Three-Dimensional Ascent Guidance Method for Two-Stage Solid Rocket Launch Vehicles under Multiple Constraints and Uncertainties

Abstract

This article proposes a new three-dimensional (3D) guidance algorithm for a two-stage solid rocket-powered launch vehicle in the ascent phase. The method consists of a longitudinal and lateral cooperative online trajectory generation method and a model predictive control (MPC) based tracking method. First, we introduced a new variable, named lateral displacement distance, to describe lateral motion. After decoupling the 3D dynamics into the longitudinal and lateral movements, the lateral distance was calculated by minimum order polynomials, as well as the altitude in the longitudinal plane.
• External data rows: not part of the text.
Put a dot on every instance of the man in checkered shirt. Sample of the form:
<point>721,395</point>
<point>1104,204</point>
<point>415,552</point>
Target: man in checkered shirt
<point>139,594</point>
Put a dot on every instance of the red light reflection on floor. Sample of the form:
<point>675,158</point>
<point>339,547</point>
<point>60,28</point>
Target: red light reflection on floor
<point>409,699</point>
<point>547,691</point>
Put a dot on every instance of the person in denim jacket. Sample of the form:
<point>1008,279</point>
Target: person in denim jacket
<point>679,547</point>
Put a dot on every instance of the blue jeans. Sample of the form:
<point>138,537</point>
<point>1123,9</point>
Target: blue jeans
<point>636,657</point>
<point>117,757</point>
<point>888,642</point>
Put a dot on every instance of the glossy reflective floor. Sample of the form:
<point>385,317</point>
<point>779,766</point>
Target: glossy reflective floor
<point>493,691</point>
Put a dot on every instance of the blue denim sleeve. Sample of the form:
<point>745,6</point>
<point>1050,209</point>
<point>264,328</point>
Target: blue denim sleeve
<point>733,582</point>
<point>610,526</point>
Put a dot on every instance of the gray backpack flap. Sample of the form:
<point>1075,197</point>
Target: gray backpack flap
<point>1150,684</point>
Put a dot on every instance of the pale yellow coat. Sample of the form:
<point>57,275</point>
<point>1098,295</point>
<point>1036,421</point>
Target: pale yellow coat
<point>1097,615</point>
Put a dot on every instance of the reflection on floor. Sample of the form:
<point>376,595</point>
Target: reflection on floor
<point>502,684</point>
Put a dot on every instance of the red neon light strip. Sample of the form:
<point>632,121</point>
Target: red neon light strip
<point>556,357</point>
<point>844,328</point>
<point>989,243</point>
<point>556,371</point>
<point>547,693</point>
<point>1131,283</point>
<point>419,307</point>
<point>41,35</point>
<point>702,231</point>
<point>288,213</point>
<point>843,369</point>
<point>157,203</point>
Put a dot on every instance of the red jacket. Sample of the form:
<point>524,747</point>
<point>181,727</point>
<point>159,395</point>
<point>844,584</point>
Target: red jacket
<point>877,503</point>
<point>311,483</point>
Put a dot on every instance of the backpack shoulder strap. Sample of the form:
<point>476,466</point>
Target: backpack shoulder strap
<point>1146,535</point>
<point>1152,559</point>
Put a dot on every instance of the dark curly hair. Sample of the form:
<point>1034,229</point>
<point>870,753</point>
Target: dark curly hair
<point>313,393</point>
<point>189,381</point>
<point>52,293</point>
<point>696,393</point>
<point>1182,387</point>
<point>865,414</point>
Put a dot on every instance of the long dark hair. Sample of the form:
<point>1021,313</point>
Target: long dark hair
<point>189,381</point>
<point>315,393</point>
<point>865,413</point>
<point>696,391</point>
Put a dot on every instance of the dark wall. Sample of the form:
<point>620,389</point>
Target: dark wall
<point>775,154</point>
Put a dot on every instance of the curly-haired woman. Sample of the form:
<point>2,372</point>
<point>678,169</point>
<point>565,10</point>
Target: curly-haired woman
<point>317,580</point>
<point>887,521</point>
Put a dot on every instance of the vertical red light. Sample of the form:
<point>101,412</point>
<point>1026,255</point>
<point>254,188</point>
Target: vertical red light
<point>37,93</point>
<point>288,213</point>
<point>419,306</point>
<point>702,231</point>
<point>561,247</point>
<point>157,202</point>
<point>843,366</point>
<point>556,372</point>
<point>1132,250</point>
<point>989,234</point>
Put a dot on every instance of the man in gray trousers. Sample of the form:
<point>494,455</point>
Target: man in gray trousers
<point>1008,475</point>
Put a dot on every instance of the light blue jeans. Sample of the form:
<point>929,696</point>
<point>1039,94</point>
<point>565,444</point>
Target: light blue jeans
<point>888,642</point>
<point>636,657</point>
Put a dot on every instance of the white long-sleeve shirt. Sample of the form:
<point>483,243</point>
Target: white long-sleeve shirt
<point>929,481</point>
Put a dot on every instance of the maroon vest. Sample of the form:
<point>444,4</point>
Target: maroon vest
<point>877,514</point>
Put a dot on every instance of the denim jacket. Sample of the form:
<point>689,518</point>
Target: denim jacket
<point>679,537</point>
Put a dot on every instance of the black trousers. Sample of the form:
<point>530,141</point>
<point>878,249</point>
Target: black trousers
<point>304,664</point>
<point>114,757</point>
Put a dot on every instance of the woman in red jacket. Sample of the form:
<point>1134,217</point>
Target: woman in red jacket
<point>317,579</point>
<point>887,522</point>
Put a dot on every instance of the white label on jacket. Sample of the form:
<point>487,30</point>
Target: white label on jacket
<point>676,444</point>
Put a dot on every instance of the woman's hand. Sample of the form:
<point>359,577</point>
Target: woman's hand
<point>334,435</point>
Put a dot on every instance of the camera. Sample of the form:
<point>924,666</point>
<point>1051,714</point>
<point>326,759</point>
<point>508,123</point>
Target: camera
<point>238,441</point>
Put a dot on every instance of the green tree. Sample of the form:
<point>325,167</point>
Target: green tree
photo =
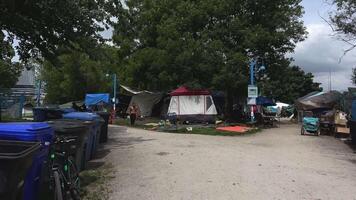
<point>77,74</point>
<point>343,23</point>
<point>288,83</point>
<point>9,71</point>
<point>203,43</point>
<point>41,26</point>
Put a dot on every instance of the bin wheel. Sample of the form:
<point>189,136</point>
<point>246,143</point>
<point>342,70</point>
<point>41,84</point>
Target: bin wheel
<point>74,179</point>
<point>58,186</point>
<point>302,131</point>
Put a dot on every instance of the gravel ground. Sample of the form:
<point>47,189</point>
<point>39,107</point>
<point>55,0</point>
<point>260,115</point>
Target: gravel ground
<point>276,163</point>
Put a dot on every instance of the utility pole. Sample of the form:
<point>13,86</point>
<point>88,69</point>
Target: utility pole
<point>114,92</point>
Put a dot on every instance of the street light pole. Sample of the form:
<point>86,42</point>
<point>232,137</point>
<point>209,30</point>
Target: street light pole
<point>114,92</point>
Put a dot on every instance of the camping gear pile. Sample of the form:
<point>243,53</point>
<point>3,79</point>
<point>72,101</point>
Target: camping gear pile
<point>310,126</point>
<point>325,108</point>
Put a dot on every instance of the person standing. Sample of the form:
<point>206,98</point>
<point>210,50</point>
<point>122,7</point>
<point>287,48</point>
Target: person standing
<point>134,111</point>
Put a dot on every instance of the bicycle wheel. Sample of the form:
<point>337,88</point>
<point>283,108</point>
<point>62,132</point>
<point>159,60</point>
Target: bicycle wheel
<point>57,186</point>
<point>73,176</point>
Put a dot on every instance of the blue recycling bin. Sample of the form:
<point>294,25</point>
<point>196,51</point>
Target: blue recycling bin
<point>94,126</point>
<point>31,132</point>
<point>16,158</point>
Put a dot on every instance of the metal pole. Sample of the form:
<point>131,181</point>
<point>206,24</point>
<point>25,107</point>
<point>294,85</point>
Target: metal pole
<point>114,82</point>
<point>39,85</point>
<point>252,82</point>
<point>252,72</point>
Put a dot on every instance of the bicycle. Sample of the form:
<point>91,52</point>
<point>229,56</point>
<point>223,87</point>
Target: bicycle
<point>64,176</point>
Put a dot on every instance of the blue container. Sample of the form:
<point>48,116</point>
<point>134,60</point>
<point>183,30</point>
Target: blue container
<point>31,132</point>
<point>41,114</point>
<point>95,129</point>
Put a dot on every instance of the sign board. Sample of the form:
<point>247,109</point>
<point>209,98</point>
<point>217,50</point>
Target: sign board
<point>252,91</point>
<point>251,101</point>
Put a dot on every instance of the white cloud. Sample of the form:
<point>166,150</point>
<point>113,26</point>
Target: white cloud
<point>320,54</point>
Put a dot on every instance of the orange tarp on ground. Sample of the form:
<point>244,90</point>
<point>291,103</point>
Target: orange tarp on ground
<point>239,129</point>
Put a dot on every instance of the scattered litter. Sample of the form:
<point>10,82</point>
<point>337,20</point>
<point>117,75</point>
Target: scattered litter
<point>151,124</point>
<point>189,129</point>
<point>218,122</point>
<point>238,129</point>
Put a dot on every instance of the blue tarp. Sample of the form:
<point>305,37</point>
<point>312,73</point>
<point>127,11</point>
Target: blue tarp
<point>264,101</point>
<point>94,99</point>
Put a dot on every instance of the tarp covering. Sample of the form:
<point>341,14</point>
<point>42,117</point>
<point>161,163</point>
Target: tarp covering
<point>145,101</point>
<point>192,105</point>
<point>134,92</point>
<point>319,100</point>
<point>94,99</point>
<point>264,101</point>
<point>185,91</point>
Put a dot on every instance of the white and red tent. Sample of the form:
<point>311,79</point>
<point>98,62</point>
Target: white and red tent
<point>192,105</point>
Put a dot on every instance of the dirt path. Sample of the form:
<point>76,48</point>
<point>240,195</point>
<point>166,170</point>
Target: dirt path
<point>274,164</point>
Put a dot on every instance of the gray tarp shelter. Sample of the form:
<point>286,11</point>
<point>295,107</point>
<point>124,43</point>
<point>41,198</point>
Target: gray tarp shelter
<point>319,100</point>
<point>145,100</point>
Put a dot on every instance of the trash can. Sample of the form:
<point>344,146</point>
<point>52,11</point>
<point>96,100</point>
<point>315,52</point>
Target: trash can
<point>41,114</point>
<point>31,132</point>
<point>95,128</point>
<point>16,160</point>
<point>104,126</point>
<point>77,128</point>
<point>352,125</point>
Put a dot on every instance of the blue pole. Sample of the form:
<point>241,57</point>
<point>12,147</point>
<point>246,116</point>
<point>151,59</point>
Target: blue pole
<point>252,71</point>
<point>252,82</point>
<point>39,85</point>
<point>114,88</point>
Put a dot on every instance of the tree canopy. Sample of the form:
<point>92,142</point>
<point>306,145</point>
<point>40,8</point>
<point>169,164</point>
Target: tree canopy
<point>76,74</point>
<point>205,43</point>
<point>9,71</point>
<point>41,26</point>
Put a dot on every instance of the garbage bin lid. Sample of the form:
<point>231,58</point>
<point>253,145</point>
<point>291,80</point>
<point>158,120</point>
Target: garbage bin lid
<point>26,131</point>
<point>82,116</point>
<point>66,126</point>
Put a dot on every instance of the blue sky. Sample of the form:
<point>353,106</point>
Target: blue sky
<point>320,53</point>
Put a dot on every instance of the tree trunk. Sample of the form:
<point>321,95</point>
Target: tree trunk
<point>229,101</point>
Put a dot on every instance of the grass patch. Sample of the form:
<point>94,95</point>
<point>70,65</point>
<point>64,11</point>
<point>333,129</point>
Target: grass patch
<point>95,183</point>
<point>213,132</point>
<point>196,130</point>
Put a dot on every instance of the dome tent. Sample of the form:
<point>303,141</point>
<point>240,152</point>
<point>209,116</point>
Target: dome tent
<point>192,105</point>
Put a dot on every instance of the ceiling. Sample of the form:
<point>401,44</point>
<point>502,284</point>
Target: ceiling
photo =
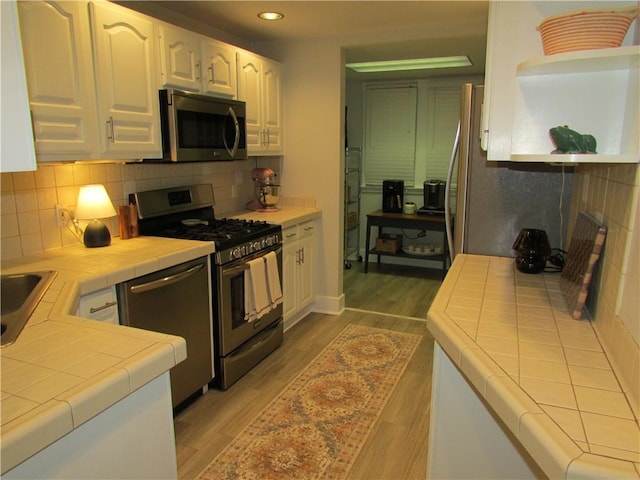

The multiple constraints were satisfied accordingly. This new representation transforms the online trajectory generation problem into a single-parameter root-finding problem, which is solved online by Newton’s method. Second, the traditional energy management method, which usually works in the last phase of multistage solid rockets, was extended to all stages. A proportion was put forward to allocate the energy management demand to the two stages of solid rockets. This strategy can enlarge the energy management capacity of solid rockets. Third, the MPC method was adopted to obtain the tracking guidance law to lessen the effect of uncertain parameters. The subsequent stability analysis shows that the MPC-based tracking controller is closed-loop stable and can handle the constraints and parameter uncertainties simultaneously. Finally, the effectiveness and robustness were verified by validating a two-stage solid rocket’s ascent phase flight under aerodynamic uncertainties and initial state deviations. In comparison to the existing energy management method, the incorporation of the sideslip angle design in this study renders solid rockets more capable at energy management. The proposed algorithm can accurately steer the rocket vehicle to the transition window.